HUT Ke-17 Koperasi

Hipmi Minta Koperasi Produktif Lebih Digalakkan

Hipmi Minta Koperasi Produktif Lebih Digalakkan
Ketua Bidang Ekonomi Kreatif, Pariwisata, Koperasi dan UMKM Badan Pengurus Pusat (BPP) Himpunan Pengusaha Muda Indonesia (Hipmi), Rano Wiharta. (Foto: Beritasatu.com / Herman)
Herman / EHD Minggu, 12 Juli 2020 | 15:13 WIB

Jakarta, Beritasatu.com - Ketua Bidang Ekonomi Kreatif, Pariwisata, Koperasi dan UMKM Badan Pengurus Pusat (BPP) Himpunan Pengusaha Muda Indonesia (Hipmi), Rano Wiharta menilai asas kekeluargaan yang menjadi tujuan dibentuknya koperasi saat ini mulai kehilangan ruh-nya. Koperasi simpan pinjam dalam beberapa tahun terakhir ini memang masih memperlihatkan geliatnya. Tetapi khusus untuk koperasi sektor riil atau produktif, perkembangannya dinilai lamban.

Karenanya, di moment Hari Koperasi ke-73 ini, Rano berharap pemerintah lebih menggalakkan lagi koperasi yang sifatnya lebih produktif, misalnya koperasi nelayan, kopersi pengrajin, koperasi petani, koperasi pekebun, dan lain sebagainya.

“Kopersi simpan pinjam perkembangannya lebih pesat. Ini patut disyukuri, meskipun ini lebih mendorong sifat yang konsumtif dan bukan produktif seperti koperasi pengrajin, koperasi nelayan, koperasi petani, dan lain-hal. Koperasi produktif ini sekarang tidak berjalan dengan baik. Orang-orang sekarang lebih memilih yang konsumtif, yang justru membuat koperasi simpan pinjam berkembang liar,” kata Rano Wiharta kepada Beritasatu.com, Minggu (12/7/2020).

Perihal anggapan bahwa koperasi belum memberikan kesejahteraan rakyat, di mana salah satu indikatornya adalah Sisa Hasil Usaha (SHU) yang tergolong minim, menurut Rano hal ini terjadi akibat kesadaran anggota dalam mengembangkan koperasi yang juga masih sangat minim.

Di sisi lain, koperasi simpan pinjam juga menghadapi tantangan dari perbankan. Apalagi Kredit Usaha Rakyat (KUR) dari perbankan juga sudah lebih mudah dijangkau.

“Koperasi simpan pinjam memang sempat booming sekitar 3 tahun lalu, walaupun sebenarnya bunganya lebih tinggi dibandingkan bunga bank.
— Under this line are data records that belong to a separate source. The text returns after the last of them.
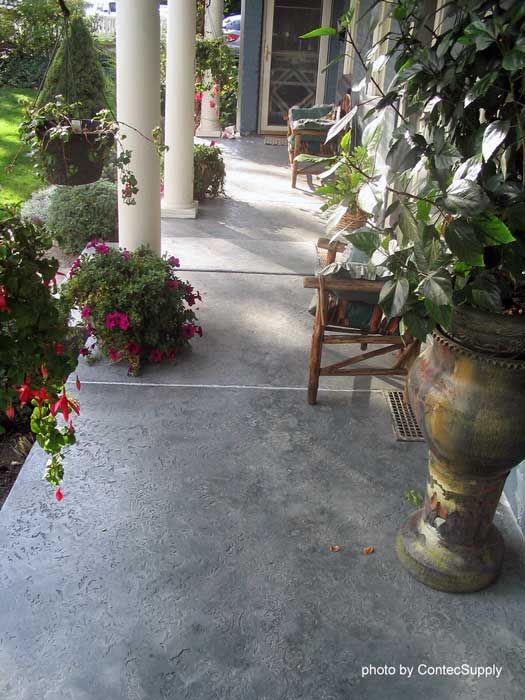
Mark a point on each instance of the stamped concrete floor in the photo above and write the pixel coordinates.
(190, 557)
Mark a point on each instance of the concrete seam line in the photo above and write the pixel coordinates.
(260, 387)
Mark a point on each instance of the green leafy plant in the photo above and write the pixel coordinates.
(132, 304)
(209, 171)
(451, 230)
(34, 357)
(78, 214)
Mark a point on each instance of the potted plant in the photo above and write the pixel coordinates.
(453, 237)
(209, 171)
(132, 304)
(66, 138)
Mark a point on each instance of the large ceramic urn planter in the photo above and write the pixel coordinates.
(468, 393)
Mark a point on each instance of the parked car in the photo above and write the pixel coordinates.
(231, 27)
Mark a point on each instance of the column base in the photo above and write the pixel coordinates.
(451, 568)
(179, 211)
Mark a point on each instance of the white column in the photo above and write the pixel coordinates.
(179, 127)
(210, 125)
(138, 105)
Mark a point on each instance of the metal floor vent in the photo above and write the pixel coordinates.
(404, 422)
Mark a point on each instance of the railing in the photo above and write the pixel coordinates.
(106, 24)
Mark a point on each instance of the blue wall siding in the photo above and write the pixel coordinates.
(249, 69)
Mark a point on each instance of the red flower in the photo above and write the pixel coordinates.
(24, 393)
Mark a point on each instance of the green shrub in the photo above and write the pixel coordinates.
(133, 303)
(77, 214)
(76, 72)
(209, 171)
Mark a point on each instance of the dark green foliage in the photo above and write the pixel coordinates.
(209, 171)
(76, 72)
(77, 214)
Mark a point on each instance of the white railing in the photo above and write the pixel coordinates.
(106, 24)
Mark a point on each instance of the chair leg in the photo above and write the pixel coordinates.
(315, 353)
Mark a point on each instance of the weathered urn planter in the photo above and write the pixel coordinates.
(468, 393)
(80, 159)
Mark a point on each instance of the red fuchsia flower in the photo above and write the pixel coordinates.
(155, 355)
(63, 405)
(188, 330)
(41, 395)
(123, 322)
(25, 393)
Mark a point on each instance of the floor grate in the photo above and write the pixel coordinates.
(275, 140)
(404, 422)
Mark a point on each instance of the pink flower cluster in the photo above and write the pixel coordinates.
(74, 268)
(117, 319)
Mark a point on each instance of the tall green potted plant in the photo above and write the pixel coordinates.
(61, 127)
(455, 208)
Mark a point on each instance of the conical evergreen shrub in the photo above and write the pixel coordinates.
(76, 72)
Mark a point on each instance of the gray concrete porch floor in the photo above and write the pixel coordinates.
(190, 557)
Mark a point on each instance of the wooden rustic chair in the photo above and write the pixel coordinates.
(307, 131)
(330, 329)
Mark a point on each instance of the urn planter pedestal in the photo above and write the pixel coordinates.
(470, 404)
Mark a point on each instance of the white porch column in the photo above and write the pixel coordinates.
(210, 106)
(138, 104)
(179, 126)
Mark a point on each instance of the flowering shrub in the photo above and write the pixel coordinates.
(34, 360)
(133, 304)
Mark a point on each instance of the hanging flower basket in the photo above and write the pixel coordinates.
(75, 159)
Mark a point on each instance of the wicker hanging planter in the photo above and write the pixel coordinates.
(80, 159)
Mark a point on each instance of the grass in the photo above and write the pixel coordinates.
(17, 185)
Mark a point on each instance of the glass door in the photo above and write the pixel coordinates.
(292, 67)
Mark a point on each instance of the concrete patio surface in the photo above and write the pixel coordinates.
(190, 557)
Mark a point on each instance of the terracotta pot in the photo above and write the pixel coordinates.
(79, 160)
(470, 404)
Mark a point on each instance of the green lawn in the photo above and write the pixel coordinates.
(17, 185)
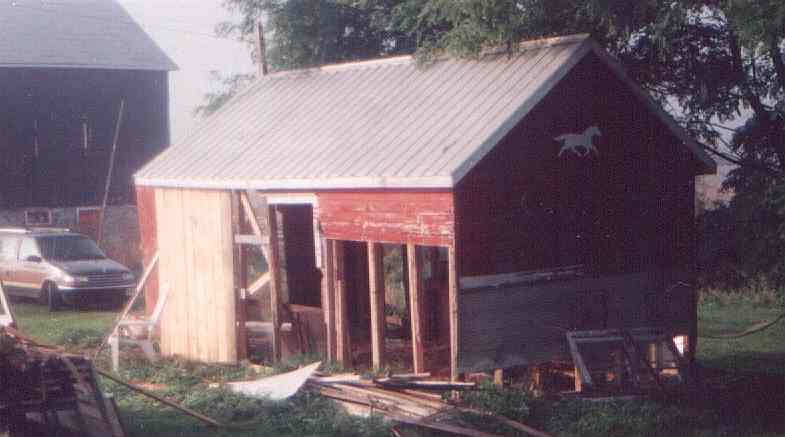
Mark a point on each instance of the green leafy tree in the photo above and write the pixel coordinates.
(708, 62)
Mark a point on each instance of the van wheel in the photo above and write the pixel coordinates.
(52, 295)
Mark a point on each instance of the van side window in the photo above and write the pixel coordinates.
(28, 248)
(8, 248)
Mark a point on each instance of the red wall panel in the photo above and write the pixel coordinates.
(424, 218)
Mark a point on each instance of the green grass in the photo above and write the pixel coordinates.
(73, 329)
(762, 352)
(744, 395)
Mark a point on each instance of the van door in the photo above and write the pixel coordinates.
(31, 270)
(9, 248)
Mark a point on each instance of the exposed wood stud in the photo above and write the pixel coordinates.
(342, 339)
(240, 280)
(415, 304)
(275, 283)
(376, 281)
(498, 377)
(452, 266)
(328, 297)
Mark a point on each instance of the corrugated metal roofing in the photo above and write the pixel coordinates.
(75, 34)
(367, 125)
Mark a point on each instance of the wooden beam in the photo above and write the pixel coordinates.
(498, 377)
(240, 279)
(275, 282)
(128, 305)
(342, 339)
(452, 265)
(376, 281)
(415, 307)
(328, 298)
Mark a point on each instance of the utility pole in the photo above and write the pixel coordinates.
(261, 49)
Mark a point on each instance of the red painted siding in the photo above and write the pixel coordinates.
(145, 204)
(424, 218)
(626, 209)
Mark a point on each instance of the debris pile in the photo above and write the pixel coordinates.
(45, 391)
(408, 399)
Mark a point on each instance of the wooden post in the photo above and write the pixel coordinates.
(110, 172)
(342, 346)
(376, 281)
(452, 265)
(415, 304)
(498, 377)
(240, 280)
(328, 298)
(275, 283)
(261, 48)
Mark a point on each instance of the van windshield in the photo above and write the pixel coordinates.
(69, 248)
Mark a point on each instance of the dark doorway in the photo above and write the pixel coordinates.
(303, 278)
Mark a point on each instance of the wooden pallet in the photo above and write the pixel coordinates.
(56, 392)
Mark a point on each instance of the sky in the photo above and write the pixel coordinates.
(182, 28)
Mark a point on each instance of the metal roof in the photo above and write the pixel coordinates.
(75, 34)
(378, 124)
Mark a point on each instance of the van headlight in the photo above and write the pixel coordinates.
(74, 279)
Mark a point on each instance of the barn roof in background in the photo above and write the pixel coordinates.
(75, 34)
(375, 124)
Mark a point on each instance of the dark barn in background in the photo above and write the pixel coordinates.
(542, 203)
(65, 68)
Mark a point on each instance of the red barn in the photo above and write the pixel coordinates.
(515, 198)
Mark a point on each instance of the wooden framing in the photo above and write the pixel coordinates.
(240, 278)
(342, 338)
(275, 281)
(328, 297)
(415, 304)
(453, 307)
(259, 214)
(376, 281)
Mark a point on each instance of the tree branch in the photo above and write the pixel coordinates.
(742, 163)
(779, 64)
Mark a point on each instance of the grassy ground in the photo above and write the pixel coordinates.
(763, 352)
(73, 329)
(744, 392)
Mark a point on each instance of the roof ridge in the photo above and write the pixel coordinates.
(406, 59)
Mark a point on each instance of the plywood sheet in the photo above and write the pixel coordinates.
(194, 235)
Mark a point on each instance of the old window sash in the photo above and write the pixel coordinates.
(629, 341)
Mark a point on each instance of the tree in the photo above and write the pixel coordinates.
(708, 62)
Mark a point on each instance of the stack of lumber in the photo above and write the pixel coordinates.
(409, 400)
(45, 391)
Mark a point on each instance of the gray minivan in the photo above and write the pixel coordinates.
(57, 266)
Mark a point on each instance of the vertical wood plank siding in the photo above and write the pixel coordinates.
(424, 218)
(145, 204)
(194, 232)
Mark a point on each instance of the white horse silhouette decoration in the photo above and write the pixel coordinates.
(580, 144)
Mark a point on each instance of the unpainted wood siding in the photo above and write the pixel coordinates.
(627, 208)
(145, 206)
(516, 325)
(194, 234)
(423, 218)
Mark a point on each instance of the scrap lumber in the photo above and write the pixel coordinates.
(277, 387)
(423, 385)
(45, 387)
(162, 400)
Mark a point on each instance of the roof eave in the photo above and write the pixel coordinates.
(348, 183)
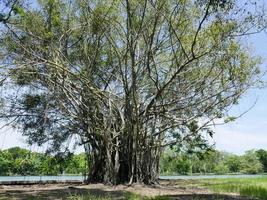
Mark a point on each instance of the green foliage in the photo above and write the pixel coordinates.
(17, 161)
(252, 162)
(262, 155)
(221, 169)
(250, 187)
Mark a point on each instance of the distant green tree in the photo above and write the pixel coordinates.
(250, 163)
(262, 155)
(233, 162)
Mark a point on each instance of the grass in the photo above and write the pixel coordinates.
(251, 187)
(127, 196)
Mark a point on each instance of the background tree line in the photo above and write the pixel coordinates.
(17, 161)
(213, 161)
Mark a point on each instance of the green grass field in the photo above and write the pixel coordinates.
(251, 187)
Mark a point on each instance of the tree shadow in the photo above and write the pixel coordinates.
(58, 194)
(206, 197)
(73, 190)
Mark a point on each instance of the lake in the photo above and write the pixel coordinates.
(65, 178)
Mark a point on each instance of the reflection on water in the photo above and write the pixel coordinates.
(81, 178)
(213, 176)
(42, 178)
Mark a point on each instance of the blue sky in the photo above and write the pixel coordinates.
(247, 132)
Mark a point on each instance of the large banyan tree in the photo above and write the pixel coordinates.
(126, 78)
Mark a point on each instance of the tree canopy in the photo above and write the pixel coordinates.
(125, 77)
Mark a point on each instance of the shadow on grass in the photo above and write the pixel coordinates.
(73, 193)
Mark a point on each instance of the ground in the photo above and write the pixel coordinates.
(168, 189)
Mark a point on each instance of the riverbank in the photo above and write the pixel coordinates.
(168, 189)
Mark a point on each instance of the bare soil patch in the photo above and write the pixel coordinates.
(62, 191)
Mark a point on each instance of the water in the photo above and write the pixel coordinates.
(64, 178)
(213, 176)
(42, 178)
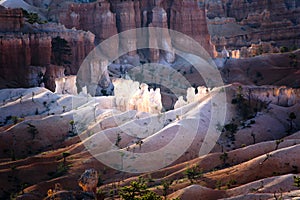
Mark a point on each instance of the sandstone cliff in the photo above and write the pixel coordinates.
(238, 23)
(25, 56)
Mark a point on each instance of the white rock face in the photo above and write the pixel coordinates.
(131, 95)
(66, 85)
(191, 96)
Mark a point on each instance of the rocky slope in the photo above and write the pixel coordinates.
(63, 155)
(238, 23)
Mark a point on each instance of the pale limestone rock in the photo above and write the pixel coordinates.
(89, 180)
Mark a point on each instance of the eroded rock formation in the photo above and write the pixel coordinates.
(238, 23)
(10, 19)
(31, 47)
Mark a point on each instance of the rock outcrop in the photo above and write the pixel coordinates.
(238, 23)
(131, 95)
(26, 56)
(10, 19)
(89, 180)
(189, 17)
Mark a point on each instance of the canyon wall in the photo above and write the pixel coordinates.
(105, 18)
(26, 56)
(11, 19)
(238, 23)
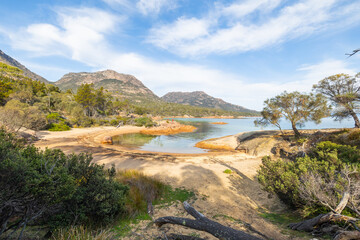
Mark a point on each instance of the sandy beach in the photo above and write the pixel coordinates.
(237, 195)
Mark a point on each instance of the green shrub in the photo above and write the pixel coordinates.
(83, 233)
(61, 190)
(143, 190)
(283, 177)
(97, 200)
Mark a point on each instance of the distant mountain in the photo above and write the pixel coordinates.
(4, 58)
(118, 84)
(201, 99)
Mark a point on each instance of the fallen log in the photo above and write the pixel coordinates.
(204, 224)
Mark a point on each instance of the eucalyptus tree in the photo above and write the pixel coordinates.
(343, 91)
(295, 107)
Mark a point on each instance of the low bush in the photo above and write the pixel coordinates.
(54, 189)
(143, 190)
(325, 161)
(83, 233)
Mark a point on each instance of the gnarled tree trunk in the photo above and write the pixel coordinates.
(204, 224)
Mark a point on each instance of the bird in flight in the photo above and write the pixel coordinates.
(354, 51)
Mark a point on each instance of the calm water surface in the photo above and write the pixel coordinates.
(184, 142)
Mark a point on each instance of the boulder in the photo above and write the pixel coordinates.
(107, 140)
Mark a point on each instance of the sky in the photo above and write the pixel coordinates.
(242, 51)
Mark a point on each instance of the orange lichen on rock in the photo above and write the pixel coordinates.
(107, 140)
(219, 123)
(168, 128)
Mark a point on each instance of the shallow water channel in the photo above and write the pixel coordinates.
(185, 142)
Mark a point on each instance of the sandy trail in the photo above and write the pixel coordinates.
(237, 195)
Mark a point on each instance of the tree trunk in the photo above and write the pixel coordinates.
(356, 119)
(347, 235)
(297, 133)
(204, 224)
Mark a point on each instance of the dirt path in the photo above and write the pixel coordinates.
(237, 195)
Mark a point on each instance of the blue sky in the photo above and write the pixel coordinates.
(243, 51)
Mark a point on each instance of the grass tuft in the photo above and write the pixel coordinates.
(83, 233)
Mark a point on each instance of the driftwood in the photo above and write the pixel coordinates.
(204, 224)
(333, 216)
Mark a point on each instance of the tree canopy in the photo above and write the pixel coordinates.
(296, 107)
(343, 91)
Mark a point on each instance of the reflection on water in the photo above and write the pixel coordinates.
(184, 142)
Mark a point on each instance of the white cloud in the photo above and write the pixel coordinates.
(181, 31)
(122, 3)
(79, 33)
(243, 8)
(147, 7)
(298, 20)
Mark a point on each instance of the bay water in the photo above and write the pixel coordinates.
(185, 142)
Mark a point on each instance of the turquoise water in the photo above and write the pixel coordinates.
(184, 142)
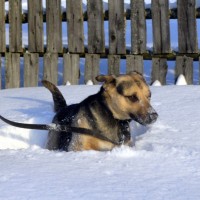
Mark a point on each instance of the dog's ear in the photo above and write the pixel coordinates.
(106, 78)
(135, 73)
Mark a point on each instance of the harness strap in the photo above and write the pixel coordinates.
(64, 128)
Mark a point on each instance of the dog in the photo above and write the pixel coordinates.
(107, 113)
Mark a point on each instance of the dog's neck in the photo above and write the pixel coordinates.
(112, 109)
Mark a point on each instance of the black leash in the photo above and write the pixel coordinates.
(64, 128)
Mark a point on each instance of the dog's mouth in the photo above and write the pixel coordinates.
(150, 118)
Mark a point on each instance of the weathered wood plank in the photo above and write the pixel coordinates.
(54, 26)
(75, 26)
(161, 32)
(96, 39)
(187, 29)
(35, 26)
(116, 27)
(184, 66)
(138, 27)
(114, 64)
(51, 67)
(31, 68)
(12, 70)
(2, 27)
(15, 29)
(91, 67)
(159, 70)
(134, 63)
(71, 72)
(0, 72)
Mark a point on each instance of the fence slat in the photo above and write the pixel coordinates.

Ketika mulai ada KUR masuk di desa-desa, lalu bank punya cabang kecil di daerah, koperasi simpan pinjam juga mulai tergerus. Apalagi KUR juga sudah mulai mudah dengan bunga yang lebih bersahabat, sehingga membuat koperasi simpan pinjam saat ini bleeding juga, berdarah-darah dan banyak yang akhirnya gulung tikar,” kata Rano.

Yang juga menurutnya sangat penting adalah terkait sosialisasi koperasi yang dinilai Rano sudah mulai berkurang. Padahal beberapa tahun lalu setiap sekolah memiliki koperasi sebagai sarana belajar bagi para siswa mengenai konsep koperasi.

“Koperasi harus lebih disosialisasikan lagi kepada generasi muda. Koperasi di tingkat sekolah harus dihidupkan kembali, sehingga anak-anak muda kita bisa diajarkan bagaimana berkembang dengan koperasi,” kata Rano.

Tetapi meskipun tantangan yang dihadapi koperasi di Indonesia cukup berat, Rano tetap optimistis dengan masa depan koperasi. “Bila pemerintah serius, saya optimis koperasi bisa lebih baik. Makanya harus ditanamkan dari usia dini untuk memperkenalkan koperasi,” kata Rano.